Osmanlı'da ehlibeyt sevgisi: Nakîbü'l-eşraflık
Efendimizin ehlibeyti, her dönemde olduğu gibi özellikle Osmanlı döneminde Müslümanlar tarafından hürmet ve muhabbet gördü. Bunun sebebi sadece onların mücerret şahsiyetleri değil, yaptıkları hizmetler, İslâm dininin neşrinde gösterdikleri büyük fedakârlıklar ile ilim ve irfan sahasında gösterdikleri gayretlerdi. Hz. Muhammedʹin soyundan gelenlerin kayıt altına alınması ve toplum içerisinde korunup kollanması amacıyla kurulmuş olan Nakîbü'l-eşraflık Müessesesi de Osmanlı Devletiʹnde hem padişahların Hz. Peygambere olan muhabbetinin, hem de toplumun Oʹnun soyundan gelenlere beslediği sevgi ve hürmetin bir eseri olarak ayrı bir öneme sahipti. Öyle ki Sultan Abdülhamid devrinde nakîbü'l-eşraflar için Yıldız Sarayı civarında özel bir konak tahsis edilmişti.

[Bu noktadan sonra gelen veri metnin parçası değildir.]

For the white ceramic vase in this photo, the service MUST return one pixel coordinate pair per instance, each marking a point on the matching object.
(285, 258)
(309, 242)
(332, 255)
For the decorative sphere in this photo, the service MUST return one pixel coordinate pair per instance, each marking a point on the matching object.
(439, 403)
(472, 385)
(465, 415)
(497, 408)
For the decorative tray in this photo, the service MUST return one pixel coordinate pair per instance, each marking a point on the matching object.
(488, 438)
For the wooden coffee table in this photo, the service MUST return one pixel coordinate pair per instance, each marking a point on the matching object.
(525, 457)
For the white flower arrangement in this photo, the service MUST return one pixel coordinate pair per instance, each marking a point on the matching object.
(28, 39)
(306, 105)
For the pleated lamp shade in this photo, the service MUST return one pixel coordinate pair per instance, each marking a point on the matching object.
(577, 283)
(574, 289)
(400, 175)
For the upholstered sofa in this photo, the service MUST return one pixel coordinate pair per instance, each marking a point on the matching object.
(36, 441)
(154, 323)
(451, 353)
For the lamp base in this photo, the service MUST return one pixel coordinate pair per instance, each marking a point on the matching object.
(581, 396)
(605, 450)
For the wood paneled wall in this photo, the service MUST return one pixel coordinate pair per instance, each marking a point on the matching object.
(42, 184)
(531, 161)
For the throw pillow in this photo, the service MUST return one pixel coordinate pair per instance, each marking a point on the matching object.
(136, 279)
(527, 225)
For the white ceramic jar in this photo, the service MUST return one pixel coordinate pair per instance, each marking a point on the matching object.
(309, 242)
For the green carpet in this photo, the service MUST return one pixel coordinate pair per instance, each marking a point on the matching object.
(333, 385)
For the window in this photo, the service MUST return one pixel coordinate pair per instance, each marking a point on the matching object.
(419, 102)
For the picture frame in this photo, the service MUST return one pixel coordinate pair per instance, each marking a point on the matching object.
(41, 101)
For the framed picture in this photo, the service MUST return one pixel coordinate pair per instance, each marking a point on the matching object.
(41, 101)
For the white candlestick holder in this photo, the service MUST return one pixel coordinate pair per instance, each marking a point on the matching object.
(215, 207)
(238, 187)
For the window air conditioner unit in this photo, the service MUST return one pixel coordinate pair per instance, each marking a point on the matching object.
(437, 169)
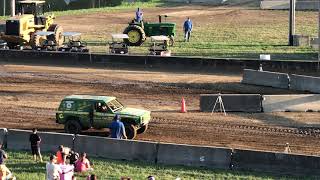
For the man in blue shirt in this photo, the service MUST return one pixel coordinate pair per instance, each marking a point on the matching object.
(139, 15)
(187, 27)
(117, 128)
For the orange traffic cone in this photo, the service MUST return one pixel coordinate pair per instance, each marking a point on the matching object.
(183, 105)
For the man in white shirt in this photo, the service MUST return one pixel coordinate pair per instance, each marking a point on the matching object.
(53, 169)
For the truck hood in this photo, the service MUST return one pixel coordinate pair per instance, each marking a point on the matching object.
(133, 112)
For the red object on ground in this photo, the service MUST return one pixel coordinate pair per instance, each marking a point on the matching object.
(183, 105)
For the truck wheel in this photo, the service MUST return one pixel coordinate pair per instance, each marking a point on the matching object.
(34, 41)
(142, 129)
(131, 131)
(136, 35)
(72, 127)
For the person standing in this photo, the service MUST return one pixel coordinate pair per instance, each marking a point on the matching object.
(117, 128)
(139, 15)
(52, 169)
(187, 27)
(3, 155)
(35, 145)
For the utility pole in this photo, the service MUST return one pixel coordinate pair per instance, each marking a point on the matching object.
(4, 7)
(292, 21)
(13, 8)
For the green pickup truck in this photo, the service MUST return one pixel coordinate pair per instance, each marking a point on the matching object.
(82, 112)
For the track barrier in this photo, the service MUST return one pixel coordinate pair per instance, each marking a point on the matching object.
(291, 103)
(265, 78)
(189, 155)
(170, 154)
(116, 149)
(305, 83)
(232, 102)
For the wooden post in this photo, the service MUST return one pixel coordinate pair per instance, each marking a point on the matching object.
(318, 42)
(4, 7)
(13, 7)
(292, 21)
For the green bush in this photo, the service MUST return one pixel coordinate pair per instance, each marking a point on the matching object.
(58, 5)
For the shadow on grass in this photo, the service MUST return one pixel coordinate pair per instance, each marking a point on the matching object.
(102, 169)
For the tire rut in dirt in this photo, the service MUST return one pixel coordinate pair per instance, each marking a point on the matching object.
(313, 132)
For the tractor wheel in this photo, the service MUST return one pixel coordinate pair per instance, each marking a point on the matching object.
(57, 38)
(34, 41)
(171, 41)
(131, 131)
(72, 127)
(136, 35)
(12, 45)
(142, 129)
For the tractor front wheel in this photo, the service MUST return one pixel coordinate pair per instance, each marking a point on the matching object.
(136, 35)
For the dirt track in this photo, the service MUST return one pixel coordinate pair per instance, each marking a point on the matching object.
(29, 96)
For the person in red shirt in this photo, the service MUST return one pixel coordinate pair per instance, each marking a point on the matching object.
(83, 164)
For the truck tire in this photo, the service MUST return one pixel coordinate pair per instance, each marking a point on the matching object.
(142, 129)
(131, 131)
(72, 127)
(136, 35)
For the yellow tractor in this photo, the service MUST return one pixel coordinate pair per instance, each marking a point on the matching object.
(21, 30)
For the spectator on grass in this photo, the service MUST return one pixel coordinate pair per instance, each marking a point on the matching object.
(187, 28)
(59, 154)
(92, 177)
(287, 148)
(35, 145)
(67, 170)
(83, 164)
(5, 173)
(53, 170)
(62, 151)
(139, 15)
(117, 128)
(3, 155)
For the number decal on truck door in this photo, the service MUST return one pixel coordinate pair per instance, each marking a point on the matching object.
(69, 104)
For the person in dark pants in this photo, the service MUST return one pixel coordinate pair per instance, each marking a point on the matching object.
(117, 128)
(187, 27)
(3, 155)
(35, 145)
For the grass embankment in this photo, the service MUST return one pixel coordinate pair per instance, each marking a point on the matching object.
(21, 164)
(123, 6)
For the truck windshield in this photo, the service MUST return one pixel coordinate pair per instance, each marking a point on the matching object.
(115, 105)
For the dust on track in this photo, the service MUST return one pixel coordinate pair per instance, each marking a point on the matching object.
(29, 96)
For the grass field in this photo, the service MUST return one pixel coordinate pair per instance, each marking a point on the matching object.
(240, 32)
(23, 167)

"Size iki şey bırakıyorum. Onlara temessük etseniz,
necat bulursunuz. Bunlar Kitabullah ve Âl-i Beyt'imdir." (Tirmizi, Menakıb, 31)

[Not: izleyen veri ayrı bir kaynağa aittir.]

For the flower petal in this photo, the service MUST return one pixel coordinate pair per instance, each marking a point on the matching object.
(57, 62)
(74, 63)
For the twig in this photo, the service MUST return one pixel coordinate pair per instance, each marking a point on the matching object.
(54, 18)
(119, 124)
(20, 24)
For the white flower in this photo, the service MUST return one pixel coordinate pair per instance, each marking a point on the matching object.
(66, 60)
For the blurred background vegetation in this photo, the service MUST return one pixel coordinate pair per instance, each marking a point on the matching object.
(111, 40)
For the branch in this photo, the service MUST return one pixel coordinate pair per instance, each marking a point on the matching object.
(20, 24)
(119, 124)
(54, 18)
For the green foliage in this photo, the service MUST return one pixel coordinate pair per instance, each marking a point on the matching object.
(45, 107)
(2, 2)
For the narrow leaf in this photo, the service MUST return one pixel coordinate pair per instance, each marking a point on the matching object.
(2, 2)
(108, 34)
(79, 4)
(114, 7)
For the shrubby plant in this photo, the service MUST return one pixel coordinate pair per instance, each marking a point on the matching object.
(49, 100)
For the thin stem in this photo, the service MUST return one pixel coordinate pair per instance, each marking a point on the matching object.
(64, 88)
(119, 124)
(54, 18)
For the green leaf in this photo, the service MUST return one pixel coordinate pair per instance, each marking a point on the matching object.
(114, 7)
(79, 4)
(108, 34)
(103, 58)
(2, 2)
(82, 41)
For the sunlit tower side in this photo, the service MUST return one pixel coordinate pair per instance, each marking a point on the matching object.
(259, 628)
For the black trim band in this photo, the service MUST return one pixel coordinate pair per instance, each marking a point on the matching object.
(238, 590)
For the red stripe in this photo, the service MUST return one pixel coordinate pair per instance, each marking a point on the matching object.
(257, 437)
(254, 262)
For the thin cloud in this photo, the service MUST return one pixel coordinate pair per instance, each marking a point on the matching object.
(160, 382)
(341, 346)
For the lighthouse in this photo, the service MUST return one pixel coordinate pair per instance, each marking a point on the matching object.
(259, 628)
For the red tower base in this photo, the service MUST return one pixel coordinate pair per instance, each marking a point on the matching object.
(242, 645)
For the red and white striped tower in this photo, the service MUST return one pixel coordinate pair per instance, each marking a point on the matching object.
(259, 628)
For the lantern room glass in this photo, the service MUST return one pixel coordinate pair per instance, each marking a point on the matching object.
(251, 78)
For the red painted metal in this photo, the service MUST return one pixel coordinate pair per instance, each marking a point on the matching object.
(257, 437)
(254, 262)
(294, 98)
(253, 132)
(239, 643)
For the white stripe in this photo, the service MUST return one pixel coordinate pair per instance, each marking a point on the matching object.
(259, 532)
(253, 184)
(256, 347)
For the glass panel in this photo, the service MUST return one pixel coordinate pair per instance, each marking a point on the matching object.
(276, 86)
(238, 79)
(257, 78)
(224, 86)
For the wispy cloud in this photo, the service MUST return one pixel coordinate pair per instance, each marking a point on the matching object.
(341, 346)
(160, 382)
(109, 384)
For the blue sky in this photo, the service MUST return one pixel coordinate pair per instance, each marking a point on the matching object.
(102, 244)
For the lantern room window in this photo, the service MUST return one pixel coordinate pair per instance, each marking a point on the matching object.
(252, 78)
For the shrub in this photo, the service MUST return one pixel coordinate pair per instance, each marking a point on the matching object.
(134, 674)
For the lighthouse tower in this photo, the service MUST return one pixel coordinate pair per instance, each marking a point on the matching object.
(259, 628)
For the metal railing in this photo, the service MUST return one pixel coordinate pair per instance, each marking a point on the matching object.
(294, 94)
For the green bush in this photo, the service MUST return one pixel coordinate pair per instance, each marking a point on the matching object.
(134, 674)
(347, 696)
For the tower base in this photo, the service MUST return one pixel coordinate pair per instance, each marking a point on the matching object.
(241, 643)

Nakîbü'l-eşraf Müessesesiʹnin başlıca görevleri, Osmanlı coğrafyasında yaşayan seyyid ve şerifleri ʺsiyâdet defteriʺne kaydetmek, onlara sağlanan ayrıcalıklardan faydalanmak isteyen müteseyyidleri (sahte seyyid/şerif) tefrik etmek ve mensup oldukları soya yakışır bir şekilde yaşamalarını sağlamaktı. Zamanla, uzak beldelerde de bu işleri yürütmek için İstanbul'daki Nakîblere bağlı "Nakîbü'l-eşraf Kaymakamıʺ adı verilen görevliler tayin edilmiş ve bu görevliler taşrada seyyid ve şeriflerin işlerini takip etmişlerdi.